More black entrepreneurs are launching tech startups in South Africa but few of these new businesses are making a profit or attracting venture capital investors, according to a new Survey conducted by Ventureburn on the “true picture of SA’s startups landscape”.
The survey, which sampled 200 startups in South Africa, defines a tech startup as a company with annual revenues below 20 million rands (about $165,000) and has less than 100 employees.
It showed that entrepreneurs are motivated by more than just making money, as only 17 percent were making any profit, and were increasingly driven by the need to “innovate”, “be a pioneer” or “personal development”.
“The survey reveals a marked change in the SA startup landscape, with a surge in black entrepreneurs, more than that recorded by any other startup survey to date,” Ventureburn said.
“The survey indicated that 17% of startups in the country had black founders. This is a significant increase from a national survey undertaken in 2012 where just over six percent of startup founders were black.”
Funding still remains the biggest challenge, with nearly half of all South Africa’s tech startups being unable to access any form of financing. For these startups, bootstrapping was the main way of raising initial capital followed by soft loans from family and friends.
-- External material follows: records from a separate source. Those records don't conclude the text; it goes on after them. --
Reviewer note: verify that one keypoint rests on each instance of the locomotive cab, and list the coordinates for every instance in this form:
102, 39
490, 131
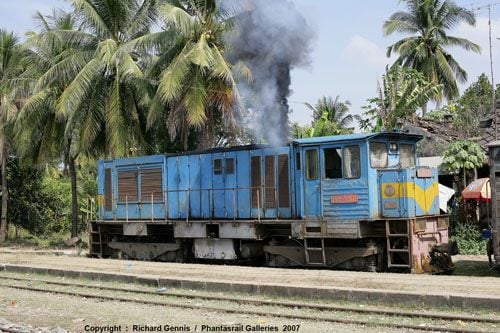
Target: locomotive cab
349, 201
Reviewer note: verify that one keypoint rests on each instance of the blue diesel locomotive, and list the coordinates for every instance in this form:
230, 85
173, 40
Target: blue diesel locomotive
349, 201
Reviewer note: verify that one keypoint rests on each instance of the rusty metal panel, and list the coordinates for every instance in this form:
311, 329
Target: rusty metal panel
151, 183
256, 182
108, 190
127, 186
270, 181
283, 182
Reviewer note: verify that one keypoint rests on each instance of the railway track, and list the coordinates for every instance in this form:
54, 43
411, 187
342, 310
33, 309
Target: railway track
315, 312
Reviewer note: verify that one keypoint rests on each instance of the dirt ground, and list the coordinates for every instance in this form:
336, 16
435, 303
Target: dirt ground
480, 286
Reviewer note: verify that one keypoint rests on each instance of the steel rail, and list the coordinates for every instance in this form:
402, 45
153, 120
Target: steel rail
245, 311
242, 300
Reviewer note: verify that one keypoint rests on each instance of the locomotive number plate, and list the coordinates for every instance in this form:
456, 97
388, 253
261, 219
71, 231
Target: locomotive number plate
344, 198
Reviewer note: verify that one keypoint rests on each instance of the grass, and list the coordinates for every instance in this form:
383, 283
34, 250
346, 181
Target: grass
474, 268
51, 241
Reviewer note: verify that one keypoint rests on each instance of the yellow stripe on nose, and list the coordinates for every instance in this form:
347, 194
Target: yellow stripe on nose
424, 198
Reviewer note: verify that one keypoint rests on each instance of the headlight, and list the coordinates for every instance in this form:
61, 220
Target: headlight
389, 190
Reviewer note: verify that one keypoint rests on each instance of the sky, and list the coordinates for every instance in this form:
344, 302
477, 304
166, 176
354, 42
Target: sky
348, 53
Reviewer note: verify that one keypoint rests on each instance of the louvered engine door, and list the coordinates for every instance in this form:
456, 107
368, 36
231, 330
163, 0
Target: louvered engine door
152, 204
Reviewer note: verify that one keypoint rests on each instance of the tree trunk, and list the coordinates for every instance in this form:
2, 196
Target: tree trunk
465, 178
74, 198
5, 196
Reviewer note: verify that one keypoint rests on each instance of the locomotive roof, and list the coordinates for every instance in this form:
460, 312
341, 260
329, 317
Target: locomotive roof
315, 140
353, 137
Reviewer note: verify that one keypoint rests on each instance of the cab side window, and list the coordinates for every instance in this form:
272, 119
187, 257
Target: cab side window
333, 163
311, 164
407, 155
378, 155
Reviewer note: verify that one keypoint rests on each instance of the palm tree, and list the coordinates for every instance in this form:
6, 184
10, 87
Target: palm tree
39, 133
428, 22
10, 55
106, 94
333, 110
196, 81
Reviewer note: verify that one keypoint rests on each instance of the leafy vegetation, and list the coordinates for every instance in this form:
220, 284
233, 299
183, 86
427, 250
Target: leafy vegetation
402, 92
330, 117
102, 80
462, 156
468, 238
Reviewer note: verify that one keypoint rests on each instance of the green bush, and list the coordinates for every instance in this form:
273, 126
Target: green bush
37, 203
468, 238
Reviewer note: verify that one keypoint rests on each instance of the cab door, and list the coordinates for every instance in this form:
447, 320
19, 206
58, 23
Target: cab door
312, 182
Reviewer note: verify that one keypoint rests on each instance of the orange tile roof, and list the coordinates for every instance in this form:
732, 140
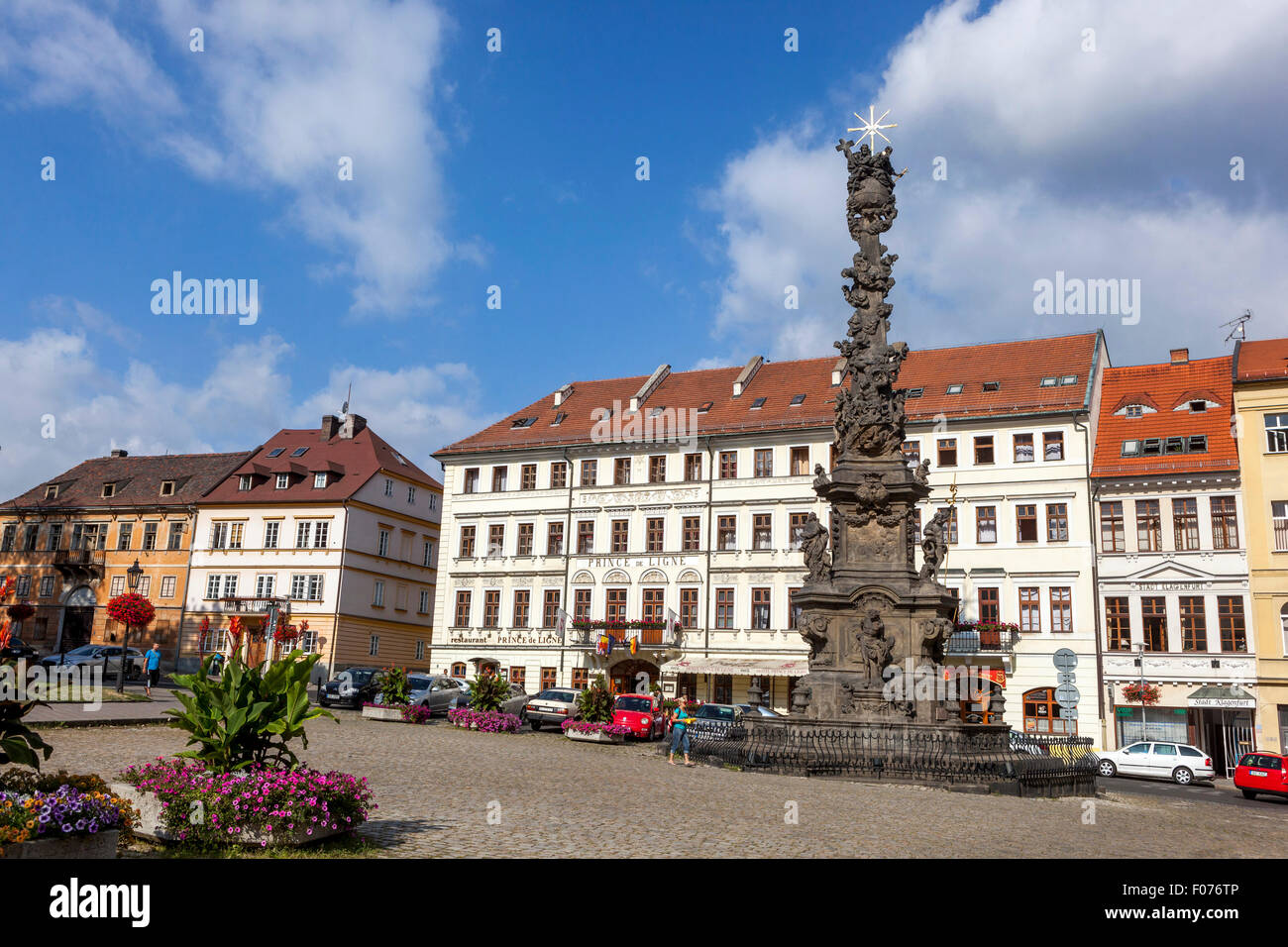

Despite the hype over increasing numbers of angel investors, venture capitalists and private equity firms, the survey showed that less than a tenth of the estimated 5,000 startups in the country managed to get any funding from these institutions.
It further showed that crowdfunding was “non-existent” in South Africa with zero entrepreneurs indicating that they had ever raised money through this funding source.
However most of the surveyed startups said they were looking to raise funds within the next three years, with a third of them saying they hoped to tap into venture capital, angle investors and private equity investment rounds.
“Of those looking for funding, most (45%) hope to raise between R1-million and R25-million within this period. A select few (6%) want a R25-million-plus payday,” Ventureburn said.